Marina Silva, da Rede, e Ciro Gomes, do PDT, parecem estar acordando para a campanha – e despertaram cheios de disposição. Não se sabe se por começarem a comer poeira na largada ou se porque a estratégia era essa mesmo – embora seja quase hilário falar em estratégia política no Brasil dos últimos dois anos. O que une os dois adversários, de perfis tão distintos, é o risco concreto de que, no andar da carruagem, fiquem de fora do segundo turno com a aparente – e momentânea – polarização das intenções de voto entre dois extremos: o ex-presidente Lula, do PT, e o deputado-capitão Jair Bolsonaro, do PSC.
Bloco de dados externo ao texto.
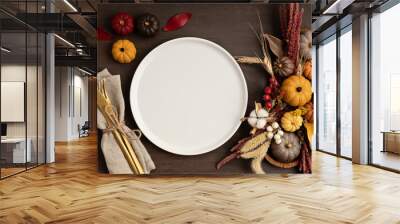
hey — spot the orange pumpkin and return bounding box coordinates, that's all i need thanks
[112,39,136,64]
[303,60,312,80]
[281,109,303,132]
[280,75,312,107]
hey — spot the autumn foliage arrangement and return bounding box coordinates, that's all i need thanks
[218,3,313,174]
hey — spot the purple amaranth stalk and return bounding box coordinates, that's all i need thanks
[286,4,303,66]
[279,7,288,41]
[292,9,303,65]
[286,4,295,42]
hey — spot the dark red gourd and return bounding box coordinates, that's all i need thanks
[136,13,160,37]
[111,12,134,35]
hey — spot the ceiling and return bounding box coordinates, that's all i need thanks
[0,0,392,70]
[1,32,45,65]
Ouvida pelo blogueiro do UOL, Josias de Souza, a ex-senadora desenhou um país quase sem saída. Segundo ela, o Brasil foi do fundo do poço – supostamente referindo-se a Dilma Rousseff – para o poço sem fundo – também chamado de Michel Temer. Chegou às profundezas, avaliou, porque tomou gosto pela polarização. Lula e Bolsonaro, nesse contexto, diz ela, “acabam sendo cabos eleitorais um do outro”. De certa forma, Marina repete, em sua terceira participação consecutiva em campanha presidencial , o tom de exorcismo que virou sua marca, esconjurando os adversários como sendo movidos pela ambição pelo poder, sem “projeto de país”.
Já Ciro preferiu, nos últimos dias, golpear mais forte o seu lado do espectro político. O pré-candidato do PDT – que já disse, ao se referir a Marina, que “o Brasil precisa de testosterona” -, dessa vez chutou o pau da barraca petista. Referindo-se às alianças regionais que o ex-presidente já vem costurando de olho em 2018, em particular em recentes imagens ao lado do senador Renan Calheiros (PMDB-AL) durante passagem pelo Nordeste, Ciro disse que não cabe a Lula perdoar golpistas.
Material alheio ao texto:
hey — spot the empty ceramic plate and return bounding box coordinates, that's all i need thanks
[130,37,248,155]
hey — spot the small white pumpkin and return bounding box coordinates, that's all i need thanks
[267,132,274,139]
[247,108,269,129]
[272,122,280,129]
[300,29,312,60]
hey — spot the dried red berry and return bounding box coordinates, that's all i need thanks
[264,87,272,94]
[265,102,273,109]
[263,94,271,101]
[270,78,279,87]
“Esse gesto de perdoar não toca a ele. O golpe não foi contra ele, foi contra a nação, a democracia. E ele se dá a faculdade, sendo candidato, de confraternizar com os golpistas”, fustigou Ciro, durante visita a Belo Horizonte. “Como vamos sustentar que houve um golpe de Estado no Brasil se ‘São Lula’ perdoou? Eu não perdoei”, canonizou.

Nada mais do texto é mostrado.